Friday, April 7, 2017

Andrew Gelman on EconTalk

Recently Andrew Gelman was on EconTalk with Russ Roberts. A couple of the most interesting topics covered included discussion of his garden of forking paths as well as what Gelman covered in a fairly recent blog post- The “What does not kill my statistical significance makes it stronger” fallacy.

Here is an excerpt from the transcript:

Russ Roberts: But you have a small sample...--that's very noisy, usually. Very imprecise. And you still found statistical significance. That means, 'Wow, if you'd had a big sample you'd have found even a more reliable effect.'

Andrew Gelman: Um, yes. You're using what we call the 'That which does not kill my statistical significance makes it stronger' fallacy. We can talk about that, too.

From Andrew's Blog Post:

"The idea is that statistical significance is taken as an even stronger signal when it was obtained from a noisy study.

This idea, while attractive, is wrong. Eric Loken and I call it the “What does not kill my statistical significance makes it stronger” fallacy.

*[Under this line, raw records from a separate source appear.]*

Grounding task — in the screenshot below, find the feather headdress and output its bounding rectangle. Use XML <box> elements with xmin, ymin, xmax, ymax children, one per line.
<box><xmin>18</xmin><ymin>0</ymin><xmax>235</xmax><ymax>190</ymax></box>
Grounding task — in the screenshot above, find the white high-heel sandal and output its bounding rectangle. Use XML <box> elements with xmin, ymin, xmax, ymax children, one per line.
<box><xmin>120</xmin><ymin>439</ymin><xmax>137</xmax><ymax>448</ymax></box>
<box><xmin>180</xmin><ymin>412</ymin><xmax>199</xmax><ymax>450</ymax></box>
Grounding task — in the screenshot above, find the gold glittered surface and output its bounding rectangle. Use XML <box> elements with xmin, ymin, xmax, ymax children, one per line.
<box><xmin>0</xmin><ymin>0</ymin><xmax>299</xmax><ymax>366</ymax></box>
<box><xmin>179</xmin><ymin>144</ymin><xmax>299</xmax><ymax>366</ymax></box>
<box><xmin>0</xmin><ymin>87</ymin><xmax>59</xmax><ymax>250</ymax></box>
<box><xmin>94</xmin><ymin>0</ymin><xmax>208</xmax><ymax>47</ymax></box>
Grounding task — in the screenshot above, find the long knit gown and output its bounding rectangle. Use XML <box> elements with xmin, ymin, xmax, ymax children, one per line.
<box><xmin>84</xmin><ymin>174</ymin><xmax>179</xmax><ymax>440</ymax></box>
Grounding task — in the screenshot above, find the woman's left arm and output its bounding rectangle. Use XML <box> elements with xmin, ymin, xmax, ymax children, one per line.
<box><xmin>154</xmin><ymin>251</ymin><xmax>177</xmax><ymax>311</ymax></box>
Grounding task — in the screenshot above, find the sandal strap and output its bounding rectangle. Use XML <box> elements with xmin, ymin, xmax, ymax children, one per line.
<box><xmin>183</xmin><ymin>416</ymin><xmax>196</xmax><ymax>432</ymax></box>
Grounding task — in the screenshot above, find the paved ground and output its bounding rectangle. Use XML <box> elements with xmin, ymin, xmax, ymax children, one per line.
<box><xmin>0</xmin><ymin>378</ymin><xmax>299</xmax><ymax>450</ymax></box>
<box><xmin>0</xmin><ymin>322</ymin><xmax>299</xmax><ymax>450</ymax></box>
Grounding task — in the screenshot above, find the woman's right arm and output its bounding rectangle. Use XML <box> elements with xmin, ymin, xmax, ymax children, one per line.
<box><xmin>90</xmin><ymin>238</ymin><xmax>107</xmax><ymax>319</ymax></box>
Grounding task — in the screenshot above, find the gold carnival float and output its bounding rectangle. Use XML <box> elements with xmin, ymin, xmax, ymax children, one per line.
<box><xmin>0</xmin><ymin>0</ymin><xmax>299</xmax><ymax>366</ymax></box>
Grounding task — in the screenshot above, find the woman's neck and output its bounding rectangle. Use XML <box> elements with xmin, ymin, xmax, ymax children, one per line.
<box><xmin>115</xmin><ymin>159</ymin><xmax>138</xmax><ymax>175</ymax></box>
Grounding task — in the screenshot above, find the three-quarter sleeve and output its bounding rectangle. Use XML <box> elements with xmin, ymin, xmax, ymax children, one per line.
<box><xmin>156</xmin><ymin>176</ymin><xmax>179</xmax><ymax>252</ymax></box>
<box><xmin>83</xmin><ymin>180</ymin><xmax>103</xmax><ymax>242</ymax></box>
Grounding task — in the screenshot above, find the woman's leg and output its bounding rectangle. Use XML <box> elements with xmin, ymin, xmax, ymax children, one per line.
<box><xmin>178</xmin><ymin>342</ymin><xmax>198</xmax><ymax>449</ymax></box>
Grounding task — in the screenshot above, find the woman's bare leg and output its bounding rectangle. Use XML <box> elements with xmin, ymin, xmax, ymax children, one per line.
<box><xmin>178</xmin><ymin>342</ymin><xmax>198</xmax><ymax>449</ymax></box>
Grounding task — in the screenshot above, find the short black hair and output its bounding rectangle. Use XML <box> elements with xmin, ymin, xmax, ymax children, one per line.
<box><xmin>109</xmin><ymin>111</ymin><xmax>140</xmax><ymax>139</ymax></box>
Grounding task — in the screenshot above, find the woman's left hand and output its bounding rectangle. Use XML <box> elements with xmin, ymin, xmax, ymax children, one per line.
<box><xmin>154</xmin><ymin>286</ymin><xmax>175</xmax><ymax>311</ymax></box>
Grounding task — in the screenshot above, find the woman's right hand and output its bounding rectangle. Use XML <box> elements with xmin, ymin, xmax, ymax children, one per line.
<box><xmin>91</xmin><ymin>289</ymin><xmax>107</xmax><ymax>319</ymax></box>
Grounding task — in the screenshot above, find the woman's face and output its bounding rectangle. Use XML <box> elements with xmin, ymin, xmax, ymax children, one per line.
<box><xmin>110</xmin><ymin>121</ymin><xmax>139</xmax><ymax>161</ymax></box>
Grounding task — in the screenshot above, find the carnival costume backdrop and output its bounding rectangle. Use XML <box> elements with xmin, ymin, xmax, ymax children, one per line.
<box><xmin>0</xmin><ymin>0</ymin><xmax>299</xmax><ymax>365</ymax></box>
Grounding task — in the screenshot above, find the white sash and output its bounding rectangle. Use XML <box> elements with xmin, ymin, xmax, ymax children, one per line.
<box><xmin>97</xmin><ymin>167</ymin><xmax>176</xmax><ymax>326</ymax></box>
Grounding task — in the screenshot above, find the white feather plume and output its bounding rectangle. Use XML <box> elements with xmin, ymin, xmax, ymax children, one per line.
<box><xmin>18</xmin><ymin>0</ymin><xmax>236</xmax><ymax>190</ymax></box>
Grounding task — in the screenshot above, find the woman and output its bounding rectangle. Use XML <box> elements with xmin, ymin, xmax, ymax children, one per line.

"What went wrong? Why it is a fallacy? In short, conditional on statistical significance at some specified level, the noisier the estimate, the higher the Type M and Type S errors. Type M (magnitude) error says that a statistically significant estimate will overestimate the magnitude of the underlying effect, and Type S error says that a statistically significant estimate can have a high probability of getting the sign wrong.

We demonstrated this with an extreme case a couple years ago in a post entitled, “This is what “power = .06” looks like. Get used to it.” We were talking about a really noisy study where, if a statistically significant difference is found, it is guaranteed to be at least 9 times higher than any true effect, with a 24% chance of getting the sign backward."

Noted in both the podcast and the blog post by Gelman, this is not a well known fallacy and as they point out very well known researchers appear to be found committing it one time or another in their writing or dialogue.